In the months to come, I used LinkedIn a handful of times, connecting to colleagues and meeting a couple of entrepreneurs who reached out to me for advice on fraud prevention.

In late 2003 or early 2004, my former PayPal colleague Lee Hower reached out to me to see if I “knew anyone” who might be interested in working on data-type problems for this company LinkedIn. Lee and I had lunch, and I learned that LinkedIn had built its network out to be a couple of hundred thousand users. This was pretty cool, and something I could certainly see working on.

A week or so later, I was sitting in a Mountain View conference room with Reid Hoffman — with whom I’d spoken exactly once when he was a PayPal exec — and Jean-Luc Vaillant, brainstorming cool stuff we could do with data.

Not long after that, in February 2004, Jean-Luc set me up with a Mac laptop, and I started delving into the data. For the next few months, I was essentially moonlighting at LinkedIn, coming into the office one or two days a week, while mostly still at PayPal.

When I found that I was consistently more excited to get out of bed on the LinkedIn days than on the PayPal days, I decided I would (after biking around France for a month!) join LinkedIn full-time.

Thus began my LinkedIn employment odyssey. I worked full-time at LinkedIn from October 2004 until January 2007, leading a small analytics team with two awesome hires, Jonathan Goldman and Shirley Xu.

I learned a ton at LinkedIn, worked on some interesting and important products, and got to collaborate with lots of great people I now consider friends (and of course, LinkedIn connections).

After I left, my team became the large, influential and highly-regarded (kudos to Jonathan and DJ Patil) Data Science team.

Though I was no longer employed at LinkedIn from 2007 on, the company has continued to play a crucial role in my life.
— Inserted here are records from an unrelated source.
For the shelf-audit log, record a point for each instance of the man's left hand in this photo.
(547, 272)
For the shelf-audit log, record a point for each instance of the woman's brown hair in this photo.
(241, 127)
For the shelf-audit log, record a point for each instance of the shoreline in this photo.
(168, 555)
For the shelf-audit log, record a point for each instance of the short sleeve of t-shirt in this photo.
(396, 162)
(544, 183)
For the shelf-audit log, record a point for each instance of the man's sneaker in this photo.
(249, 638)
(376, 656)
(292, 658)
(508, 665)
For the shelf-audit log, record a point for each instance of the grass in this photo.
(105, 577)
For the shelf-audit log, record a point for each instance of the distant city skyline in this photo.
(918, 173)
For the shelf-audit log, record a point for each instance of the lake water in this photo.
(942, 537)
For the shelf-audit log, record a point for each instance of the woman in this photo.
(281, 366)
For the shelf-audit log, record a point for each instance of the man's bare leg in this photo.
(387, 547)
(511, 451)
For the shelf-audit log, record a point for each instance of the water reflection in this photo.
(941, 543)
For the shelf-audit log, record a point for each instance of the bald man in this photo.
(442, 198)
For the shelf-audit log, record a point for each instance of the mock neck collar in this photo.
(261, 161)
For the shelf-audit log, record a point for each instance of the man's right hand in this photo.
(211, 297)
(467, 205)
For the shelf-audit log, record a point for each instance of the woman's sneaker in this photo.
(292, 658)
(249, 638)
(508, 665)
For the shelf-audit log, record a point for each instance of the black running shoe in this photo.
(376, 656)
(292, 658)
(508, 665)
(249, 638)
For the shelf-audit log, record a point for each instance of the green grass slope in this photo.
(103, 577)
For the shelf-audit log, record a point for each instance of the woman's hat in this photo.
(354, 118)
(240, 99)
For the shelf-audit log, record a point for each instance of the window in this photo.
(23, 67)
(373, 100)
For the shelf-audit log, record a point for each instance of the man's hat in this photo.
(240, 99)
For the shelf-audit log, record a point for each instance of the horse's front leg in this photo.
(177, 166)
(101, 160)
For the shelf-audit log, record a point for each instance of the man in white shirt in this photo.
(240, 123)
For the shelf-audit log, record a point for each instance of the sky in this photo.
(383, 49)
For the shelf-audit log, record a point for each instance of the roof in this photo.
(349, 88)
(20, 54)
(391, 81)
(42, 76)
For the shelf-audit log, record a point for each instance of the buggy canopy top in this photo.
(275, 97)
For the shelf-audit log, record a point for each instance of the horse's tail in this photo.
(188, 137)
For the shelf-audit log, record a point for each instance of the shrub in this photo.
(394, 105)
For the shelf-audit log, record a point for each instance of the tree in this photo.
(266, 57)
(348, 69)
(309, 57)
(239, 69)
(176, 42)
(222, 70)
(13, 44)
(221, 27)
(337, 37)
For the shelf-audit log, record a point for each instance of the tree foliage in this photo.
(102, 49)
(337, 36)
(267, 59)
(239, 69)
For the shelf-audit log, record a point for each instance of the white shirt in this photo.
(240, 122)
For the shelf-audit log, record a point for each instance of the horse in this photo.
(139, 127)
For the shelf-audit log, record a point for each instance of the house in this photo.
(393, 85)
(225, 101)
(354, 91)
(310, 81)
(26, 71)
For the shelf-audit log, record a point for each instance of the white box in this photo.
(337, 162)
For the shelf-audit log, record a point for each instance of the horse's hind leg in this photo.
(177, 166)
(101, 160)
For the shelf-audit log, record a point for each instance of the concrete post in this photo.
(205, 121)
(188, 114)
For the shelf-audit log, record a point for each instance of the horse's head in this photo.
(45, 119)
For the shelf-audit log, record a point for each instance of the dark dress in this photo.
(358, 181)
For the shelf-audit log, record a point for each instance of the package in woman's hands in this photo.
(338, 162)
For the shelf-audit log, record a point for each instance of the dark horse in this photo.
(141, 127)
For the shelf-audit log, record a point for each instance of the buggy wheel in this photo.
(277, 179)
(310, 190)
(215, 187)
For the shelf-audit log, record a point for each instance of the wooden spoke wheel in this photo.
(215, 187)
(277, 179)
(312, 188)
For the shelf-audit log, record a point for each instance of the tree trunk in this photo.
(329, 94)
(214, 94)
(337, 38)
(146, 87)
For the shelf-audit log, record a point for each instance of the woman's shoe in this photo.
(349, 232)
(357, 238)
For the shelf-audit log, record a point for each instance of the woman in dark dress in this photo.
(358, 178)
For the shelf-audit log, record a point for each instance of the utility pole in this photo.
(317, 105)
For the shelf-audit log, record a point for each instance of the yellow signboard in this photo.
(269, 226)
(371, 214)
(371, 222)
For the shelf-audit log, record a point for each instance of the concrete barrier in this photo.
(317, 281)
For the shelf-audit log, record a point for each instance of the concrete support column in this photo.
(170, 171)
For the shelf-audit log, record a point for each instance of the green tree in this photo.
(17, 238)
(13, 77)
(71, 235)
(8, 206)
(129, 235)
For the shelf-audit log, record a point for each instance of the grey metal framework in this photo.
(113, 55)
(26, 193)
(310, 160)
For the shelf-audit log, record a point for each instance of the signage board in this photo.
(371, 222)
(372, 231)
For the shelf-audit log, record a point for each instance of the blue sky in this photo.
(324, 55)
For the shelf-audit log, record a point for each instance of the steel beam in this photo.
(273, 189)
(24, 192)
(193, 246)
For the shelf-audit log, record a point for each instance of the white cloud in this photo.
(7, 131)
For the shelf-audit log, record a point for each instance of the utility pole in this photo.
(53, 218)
The first two engineers we hired at Circle of Moms, Brian Leung and Louise Magno, came in through the same LinkedIn job post in 2008.

Looking back at the Inmails I’ve sent, I see a number of people I reached out to try to hire and now know well; in many cases we didn’t wind up working together, but they became friends and valuable connections.

LinkedIn has prepared me for meetings with hundreds and hundreds of people. I wish I still had database access so I could run the query to figure out just how many.

When I first started poking around LinkedIn in 2003, I had a couple dozen connections. I looked at the profiles of people like Lee and Reid, seeing well over 100 connections. I figured I was simply not the kind of person who’d ever amass that number of professional contacts.

Today, I have over 900 connections on LinkedIn; the vast majority of those are people I’d feel comfortable reaching out to for an important professional purpose. Part of that increase is a reflection of my evolution, but a lot of it is thanks to LinkedIn.

To Reid, Jean-Luc, Lee, Allen, Chris, Sarah, Matt, and the millions of others who have helped to build LinkedIn, thanks and happy birthday!